Today’s guest picture comes from Bill, a blog reader, who was pleased that we enjoyed his creative poppy plantation on our recent walk. Nature got a helping hand! He has sent me this picture of a ceanothus which rivals the cotoneaster as a bee magnet.
Our spell of dry, warm and sunny weather continued today, and it was, if anything, warmer than it was yesterday. On the hand, there was a stronger cooling breeze available so we were all pretty happy.
Our neighbour Margaret, the senior citizen in our socially distanced street coffee morning set, was the beneficiary of the slight loosening of the lockdown when her son and daughter-in-law visited her for coffee today, bringing their own seats with them. Mrs Tootlepedal and our other morning coffee neighbour Liz joined them but I, thinking that five was a crowd, went off to have coffee with Sandy instead.
He had acquired a new cafetiere so we sipped good coffee together and watched a pair of very industrious blue tits bringing food for the family to the nest box on his shed.
Judging from how busy the parents were, there must be quite a few nestlings in the box.
The skies have got busy too lately, and we watched a plane leaving quite a trail as it passed overhead.
Sandy has a handy flight tracking app on his phone and he was able tell me that this was an Airbus jet going from Aberdeen to London.
When I got home, the street coffee morning was just breaking up, and Mrs Tootlepedal and I went into the garden.
There was aerial activity there too, but this time it was two young starlings pestering a fed up parent for food.
A check on a rose that appeared in yesterday’s post showed me that the pink tinge was in fact the proper colour for this rose…
…and it was the early white flowers that were non standard.
Mrs Tootlepedal has discovered a single plum on the plum tree that was not killed by the frost, but we are keeping its location secret for security purposes. She is very pleased to see new shoots on the plum tree after the quite severe pruning we gave it.
I mowed the middle lawn and the weather has been so kind that I was able to run the mower over the grass without using the collecting box. This is good for two reasons, the mowing is quicker and easier and the grass cuttings act as a mulch to improve the health of the lawn.
Then it was time for lunch.
After lunch, I mowed the front lawn, again without the box on, and then we had a sit down on the new bench in the shade.
There was more starling action as a youngster perched hopefully on the top of the holly tree looking this way and that for someone to come and feed it. There were adults about but they didn’t seem interested in helping this particular youngster.
I filled the pond and while it was filling, I checked on the bees on the Limnanthes. They were diving in.
The tadpoles were very happy with the new water level.

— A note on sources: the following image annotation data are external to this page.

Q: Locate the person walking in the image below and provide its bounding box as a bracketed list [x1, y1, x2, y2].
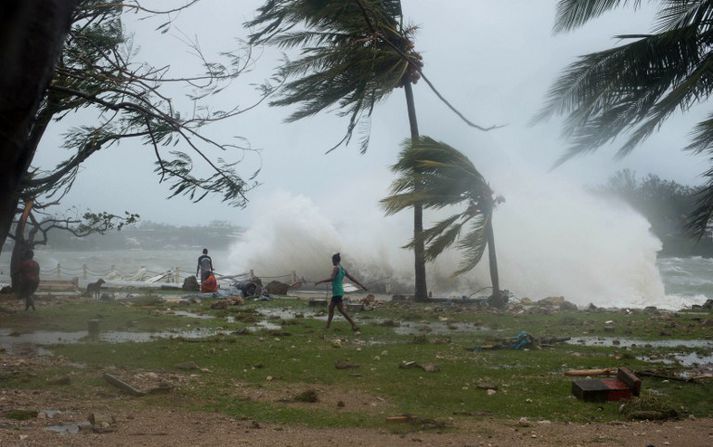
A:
[17, 250, 40, 311]
[196, 248, 213, 283]
[314, 253, 367, 332]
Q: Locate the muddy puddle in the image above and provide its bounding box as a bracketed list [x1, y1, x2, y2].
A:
[566, 337, 713, 349]
[45, 422, 92, 435]
[394, 321, 487, 335]
[0, 329, 227, 355]
[637, 352, 713, 369]
[171, 310, 215, 320]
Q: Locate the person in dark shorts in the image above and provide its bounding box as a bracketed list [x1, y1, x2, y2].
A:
[314, 253, 367, 332]
[17, 250, 40, 311]
[196, 248, 213, 283]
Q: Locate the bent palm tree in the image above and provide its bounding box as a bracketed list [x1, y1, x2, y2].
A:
[381, 137, 501, 303]
[538, 0, 713, 236]
[247, 0, 427, 300]
[246, 0, 497, 300]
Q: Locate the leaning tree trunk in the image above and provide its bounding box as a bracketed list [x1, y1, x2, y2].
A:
[485, 216, 507, 307]
[0, 0, 78, 252]
[10, 200, 33, 291]
[404, 82, 428, 301]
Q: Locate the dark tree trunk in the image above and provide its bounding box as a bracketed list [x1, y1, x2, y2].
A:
[404, 82, 428, 301]
[0, 0, 78, 252]
[10, 201, 32, 290]
[485, 216, 508, 307]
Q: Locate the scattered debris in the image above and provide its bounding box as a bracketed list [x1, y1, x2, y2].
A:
[47, 376, 72, 385]
[265, 281, 290, 295]
[564, 368, 616, 377]
[399, 361, 441, 372]
[619, 396, 683, 421]
[572, 368, 641, 402]
[4, 409, 39, 421]
[386, 414, 447, 430]
[210, 296, 245, 310]
[292, 389, 319, 403]
[181, 276, 201, 292]
[175, 361, 201, 371]
[103, 373, 146, 396]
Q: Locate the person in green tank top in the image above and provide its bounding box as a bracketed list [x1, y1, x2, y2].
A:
[314, 253, 367, 332]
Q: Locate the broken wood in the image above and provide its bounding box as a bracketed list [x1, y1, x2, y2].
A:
[564, 368, 616, 377]
[103, 373, 146, 396]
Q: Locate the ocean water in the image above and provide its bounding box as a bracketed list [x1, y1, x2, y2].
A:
[0, 249, 713, 309]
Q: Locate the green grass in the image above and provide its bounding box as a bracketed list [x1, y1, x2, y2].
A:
[0, 299, 713, 427]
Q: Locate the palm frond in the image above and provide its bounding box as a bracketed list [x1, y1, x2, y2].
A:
[381, 136, 494, 274]
[246, 0, 417, 152]
[555, 0, 641, 32]
[453, 215, 491, 276]
[535, 27, 713, 162]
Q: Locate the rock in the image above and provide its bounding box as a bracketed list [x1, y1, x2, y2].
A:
[265, 281, 290, 295]
[292, 389, 319, 403]
[87, 413, 116, 428]
[175, 361, 201, 371]
[381, 320, 399, 327]
[5, 409, 39, 421]
[419, 363, 441, 372]
[181, 276, 201, 292]
[334, 360, 360, 369]
[47, 376, 72, 385]
[210, 300, 229, 309]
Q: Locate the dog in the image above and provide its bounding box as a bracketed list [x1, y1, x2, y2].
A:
[84, 278, 106, 300]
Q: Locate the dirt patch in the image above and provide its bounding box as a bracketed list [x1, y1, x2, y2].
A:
[0, 398, 713, 447]
[233, 382, 392, 414]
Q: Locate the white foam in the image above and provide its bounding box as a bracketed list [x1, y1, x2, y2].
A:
[231, 166, 672, 307]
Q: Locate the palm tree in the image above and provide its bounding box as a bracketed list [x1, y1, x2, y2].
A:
[381, 136, 503, 304]
[247, 0, 427, 300]
[246, 0, 498, 300]
[537, 0, 713, 236]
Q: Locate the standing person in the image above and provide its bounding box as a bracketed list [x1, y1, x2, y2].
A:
[314, 253, 366, 332]
[17, 250, 40, 311]
[196, 248, 213, 283]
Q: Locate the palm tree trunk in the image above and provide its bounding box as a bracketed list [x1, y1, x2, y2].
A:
[485, 217, 507, 307]
[10, 200, 33, 291]
[404, 82, 428, 301]
[0, 0, 77, 258]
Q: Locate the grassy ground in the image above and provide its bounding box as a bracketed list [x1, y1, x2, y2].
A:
[0, 299, 713, 427]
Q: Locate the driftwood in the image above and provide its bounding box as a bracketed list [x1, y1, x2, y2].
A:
[564, 368, 616, 377]
[104, 373, 146, 396]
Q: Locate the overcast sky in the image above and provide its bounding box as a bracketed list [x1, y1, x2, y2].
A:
[30, 0, 708, 226]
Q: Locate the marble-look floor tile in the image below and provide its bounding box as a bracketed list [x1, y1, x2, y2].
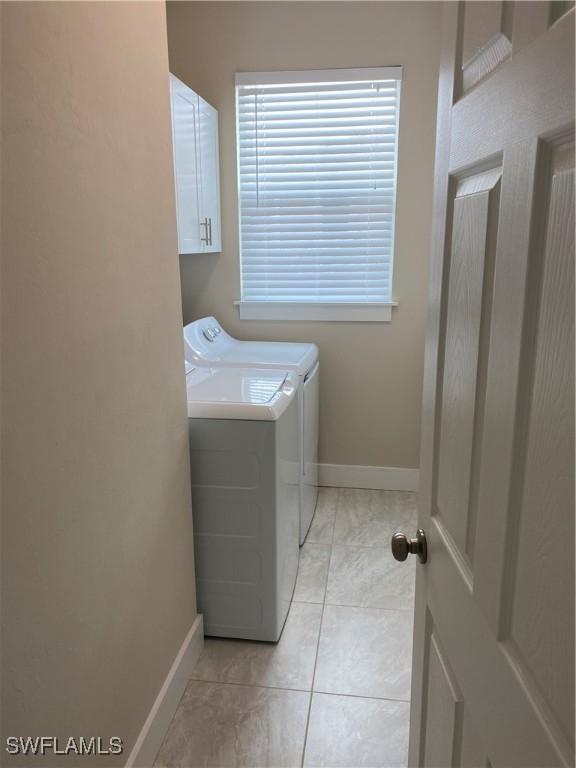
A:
[306, 488, 340, 544]
[326, 545, 416, 611]
[304, 693, 410, 768]
[192, 602, 322, 691]
[294, 542, 330, 603]
[334, 488, 418, 547]
[314, 605, 413, 701]
[155, 681, 310, 768]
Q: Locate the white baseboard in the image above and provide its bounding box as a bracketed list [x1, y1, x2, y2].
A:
[126, 614, 204, 768]
[318, 464, 420, 491]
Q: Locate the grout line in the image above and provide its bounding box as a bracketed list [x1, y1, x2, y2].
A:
[301, 488, 341, 768]
[189, 677, 312, 693]
[313, 691, 410, 704]
[190, 677, 410, 704]
[292, 600, 414, 613]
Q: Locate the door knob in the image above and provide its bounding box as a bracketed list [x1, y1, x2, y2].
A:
[391, 528, 428, 563]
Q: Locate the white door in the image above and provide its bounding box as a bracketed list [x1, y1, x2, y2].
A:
[407, 2, 574, 768]
[170, 75, 203, 253]
[199, 98, 222, 253]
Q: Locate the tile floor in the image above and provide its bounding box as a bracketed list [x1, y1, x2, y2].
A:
[156, 488, 416, 768]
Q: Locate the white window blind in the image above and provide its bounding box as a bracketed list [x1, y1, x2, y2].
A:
[236, 67, 401, 316]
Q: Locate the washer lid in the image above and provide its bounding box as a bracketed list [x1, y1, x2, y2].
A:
[184, 317, 318, 376]
[186, 368, 298, 421]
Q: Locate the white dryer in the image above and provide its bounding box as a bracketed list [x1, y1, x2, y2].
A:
[186, 364, 300, 641]
[184, 317, 320, 544]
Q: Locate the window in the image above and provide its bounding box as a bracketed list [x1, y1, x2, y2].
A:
[236, 67, 401, 320]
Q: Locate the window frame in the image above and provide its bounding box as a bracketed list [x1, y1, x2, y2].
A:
[234, 65, 402, 322]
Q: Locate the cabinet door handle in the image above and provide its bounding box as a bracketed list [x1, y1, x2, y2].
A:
[200, 219, 211, 245]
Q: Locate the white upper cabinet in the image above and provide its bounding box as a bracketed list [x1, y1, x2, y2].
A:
[170, 75, 221, 253]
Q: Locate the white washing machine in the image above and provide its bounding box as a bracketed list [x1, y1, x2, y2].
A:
[186, 363, 300, 641]
[184, 317, 320, 544]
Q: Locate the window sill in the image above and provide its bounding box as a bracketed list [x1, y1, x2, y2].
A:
[234, 301, 398, 323]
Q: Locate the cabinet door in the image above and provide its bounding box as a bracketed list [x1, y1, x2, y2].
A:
[170, 75, 204, 253]
[198, 98, 222, 253]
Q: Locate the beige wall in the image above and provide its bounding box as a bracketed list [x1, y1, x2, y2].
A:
[2, 2, 195, 766]
[168, 2, 440, 467]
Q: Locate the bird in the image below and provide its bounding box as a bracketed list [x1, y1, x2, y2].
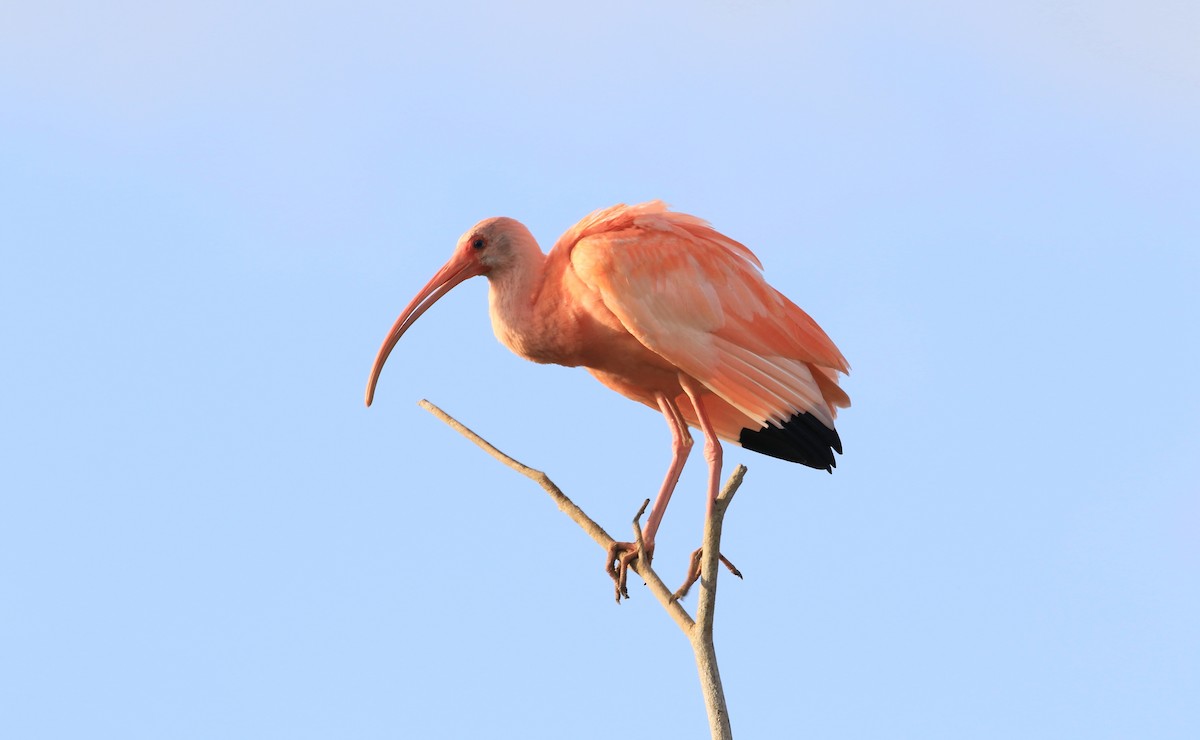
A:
[366, 200, 850, 602]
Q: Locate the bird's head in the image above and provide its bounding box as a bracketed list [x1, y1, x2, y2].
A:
[366, 217, 541, 405]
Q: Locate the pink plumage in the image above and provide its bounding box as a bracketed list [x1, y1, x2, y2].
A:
[366, 200, 850, 594]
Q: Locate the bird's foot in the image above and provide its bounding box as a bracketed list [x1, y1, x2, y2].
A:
[671, 547, 742, 601]
[605, 542, 654, 603]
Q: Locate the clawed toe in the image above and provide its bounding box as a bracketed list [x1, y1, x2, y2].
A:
[606, 542, 652, 603]
[671, 547, 742, 601]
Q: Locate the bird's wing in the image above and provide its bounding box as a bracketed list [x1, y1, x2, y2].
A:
[564, 201, 850, 428]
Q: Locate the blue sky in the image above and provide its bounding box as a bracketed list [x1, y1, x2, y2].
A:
[0, 1, 1200, 739]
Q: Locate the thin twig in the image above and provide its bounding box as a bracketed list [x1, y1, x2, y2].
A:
[420, 399, 746, 740]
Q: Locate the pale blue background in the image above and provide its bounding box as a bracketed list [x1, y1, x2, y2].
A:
[0, 0, 1200, 739]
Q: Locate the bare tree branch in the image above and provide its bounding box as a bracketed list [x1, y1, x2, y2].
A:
[420, 399, 746, 740]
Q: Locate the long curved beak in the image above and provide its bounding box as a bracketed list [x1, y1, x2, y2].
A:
[366, 252, 484, 405]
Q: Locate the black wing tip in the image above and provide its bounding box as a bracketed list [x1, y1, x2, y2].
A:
[738, 411, 841, 474]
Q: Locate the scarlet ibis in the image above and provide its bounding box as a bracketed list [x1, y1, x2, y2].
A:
[366, 200, 850, 600]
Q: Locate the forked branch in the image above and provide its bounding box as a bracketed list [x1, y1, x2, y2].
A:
[420, 401, 746, 740]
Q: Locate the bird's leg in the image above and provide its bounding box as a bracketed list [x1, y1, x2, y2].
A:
[607, 393, 692, 603]
[671, 374, 742, 601]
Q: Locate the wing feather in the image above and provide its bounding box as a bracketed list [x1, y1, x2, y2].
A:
[564, 201, 850, 428]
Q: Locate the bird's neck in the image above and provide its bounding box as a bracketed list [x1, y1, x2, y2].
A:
[487, 247, 563, 362]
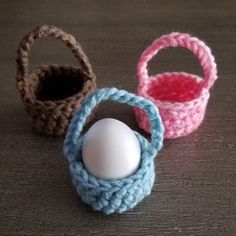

The temperature was up to 25°C (77°F) by this time but the breeze was frisky enough to suggest that a walk might be good thing. Mrs Tootlepedal however felt that it was an afternoon for staying in, so I went for a walk round the Pheasant Hatchery by myself.
As I left the house, I noticed that more of the big red poppies had appeared along the dam.
There was a tremendous disturbance when I got to the suspension bridge. It turned out to be oyster catchers objecting to people coming to close to their nest. Further up stream, another oyster catcher was much calmer.
There were more people about than there have been lately, which not surprising considering that it was a beautiful Saturday afternoon, but it meant that I couldn’t hang about waiting to see wagtails on the Kilngreen and I crossed the Sawmill Brig and headed up the Lodge Walks towards the pheasant hatchery without delay.
The felling of trees along the Lodge Walks in recent years mean that it is no longer quite such an attractive scene for photographers but the trees on the other side of the Castleholm are always a treat at this time of year…
…so I took them instead.
Once I had got round the pheasant hatchery, the walk back along the bank of the Esk was delightful…
…with small pleasures on one side…
…and large ones on the other.
There is a good still pool in the river beneath the Duchess Bridge and I thought that I ought to be able to get a nice reflective shot but the banks are steep and tree lined so I could see half the bridge and half a reflection…
…or more of the bridge and no reflection…
..or more of the reflection and none of the bridge.
It was very frustrating. I needed a drone camera.
The picture above is a bit confusing but I am looking down past a tree straight at the river. You can see the tree and the stones on this side of the river at the bottom of the frame but all the rest is reflections in the water.
In the picture below, you can see the stones on the far bank and trees on the near bank. In between is the river.
It was good to be out on such a day.
I got back in time for a cheerful Zoom meeting with my siblings and after our evening meal (slow cooked stew with spinach from the garden and bubble and squeak on the side), I got a special treat. Mrs Tootlepedal invited me to go with her to collect some horse muck from a stable at the Stubholm.
The temperature was perfect by this point in the day, and while Mrs Tootlepedal collected a couple of buckets of the good stuff, I counted trees.
As a bonus, I was allowed to carry one of the buckets of manure back home. The perfect end to the day.
The flying bird of the day is a sparrow heading past the feeder pole with sunflowers seeds in mind.